GST Bills debate: The Lok Sabha has cleared C-GST, I-GST, Compensation law and UT GST bill
New Delhi: After an eight-hour debate, the Lok Sabha on Wednesday passed four GST or Goods and Services Tax-related bills putting the government on course for the launch on July 1 of the country's biggest tax reform since Independence. GST will subsume a slew of indirect taxes levied by the Centre and states, transforming India into a single market. The bills will now be presented in the Rajya Sabha or Upper House of Parliament. Calling it a "very significant step forward", Union Finance Minister Arun Jaitley said, "We seem to be on time... (we are) reasonably optimistic about meeting the deadline".
Here are 10 latest developments on this big story:
"I congratulate countrymen on the GST Bill being passed.

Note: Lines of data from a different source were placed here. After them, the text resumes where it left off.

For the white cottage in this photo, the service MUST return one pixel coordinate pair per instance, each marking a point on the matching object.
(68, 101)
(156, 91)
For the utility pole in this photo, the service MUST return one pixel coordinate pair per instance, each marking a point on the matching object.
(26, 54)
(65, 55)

New year, new law, new India," Prime Minister Narendra Modi has tweeted.
The bills passed on Wednesday are the Central GST bill, the Integrated GST bill, the Union Territories GST bill and the compensation law. After Parliament's nod, a state GST bill will be presented in state assemblies for their approval.

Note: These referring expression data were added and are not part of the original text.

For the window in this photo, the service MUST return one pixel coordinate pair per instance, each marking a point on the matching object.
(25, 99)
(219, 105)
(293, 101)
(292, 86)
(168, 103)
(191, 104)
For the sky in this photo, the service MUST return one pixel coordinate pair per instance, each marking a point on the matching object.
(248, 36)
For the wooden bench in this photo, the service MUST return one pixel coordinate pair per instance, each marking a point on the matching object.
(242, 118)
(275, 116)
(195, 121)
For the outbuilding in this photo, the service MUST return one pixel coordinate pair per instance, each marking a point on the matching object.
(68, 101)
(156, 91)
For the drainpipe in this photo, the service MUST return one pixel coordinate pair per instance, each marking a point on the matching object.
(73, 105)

Finance Minister Arun Jaitley made a strong pitch for a simple tax regime in the House, saying GST will make commodities "slightly cheaper".
To the opposition's objection to a GST with multiple rate slabs, the Finance Minister said, "If there are no multiple rates, it will become a highly regressive tax... Some goods are essential for the poor." To illustrate his point he said, "A BMW and Hawai chappal (slippers) can't have the same tax. What is the good, who uses it, matters."

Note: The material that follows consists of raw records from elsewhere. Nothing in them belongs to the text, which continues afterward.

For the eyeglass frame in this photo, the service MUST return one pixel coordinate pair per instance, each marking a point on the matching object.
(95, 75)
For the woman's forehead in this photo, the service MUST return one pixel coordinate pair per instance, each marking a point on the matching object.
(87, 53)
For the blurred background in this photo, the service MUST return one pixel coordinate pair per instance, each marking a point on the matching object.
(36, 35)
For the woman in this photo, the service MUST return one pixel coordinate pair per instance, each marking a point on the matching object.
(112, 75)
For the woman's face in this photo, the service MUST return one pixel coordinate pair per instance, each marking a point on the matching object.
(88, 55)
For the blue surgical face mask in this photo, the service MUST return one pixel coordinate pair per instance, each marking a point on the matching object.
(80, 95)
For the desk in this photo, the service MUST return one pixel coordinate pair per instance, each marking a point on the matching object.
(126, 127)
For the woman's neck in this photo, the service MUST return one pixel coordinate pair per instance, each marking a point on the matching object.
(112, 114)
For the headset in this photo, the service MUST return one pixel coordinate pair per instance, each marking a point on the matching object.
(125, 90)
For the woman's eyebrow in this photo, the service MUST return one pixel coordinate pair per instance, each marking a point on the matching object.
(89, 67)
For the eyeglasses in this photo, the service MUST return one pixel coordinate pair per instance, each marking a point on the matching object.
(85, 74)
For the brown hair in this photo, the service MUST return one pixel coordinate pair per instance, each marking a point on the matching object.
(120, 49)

The proposed GST rates range from five to 28 per cent, with 12 per cent and 18 per cent being the standard rates. It has not been decided yet which tax rates will apply to which categories of goods.
Speaking during the debate, the Congress' Veerappa Moily accused the BJP of costing India 12 lakh crores by opposing the reform when it was initiated by his party when it ruled at the centre. He criticised various provisions in the bills and said the BJP's effort was "not a game-changer, but only a baby step."
Mr Moily also accused the government of undermining the Rajya Sabha or Upper House. "The Upper House is the council of states, yet it has no right to discuss crucial bills. This is an assault on federal structure - I say that all members of the Rajya Sabha must resign," he said.
Because the four bills have been presented as "money bills", the Rajya Sabha, where the government is in a minority, can only suggest changes. These will be brought back to the Lok Sabha, which can choose to accept or reject them.
The government has emphasised that it wants the GST bills to be passed in parliament with the consensus as was witnessed in August last year when a bill to amend the Constitution was passed to facilitate the launch of GST.
The one-nation one-tax regime is expected to boost the rate of economic growth by about 0.5 percentage points, broaden the revenue base and cut compliance cost for firms.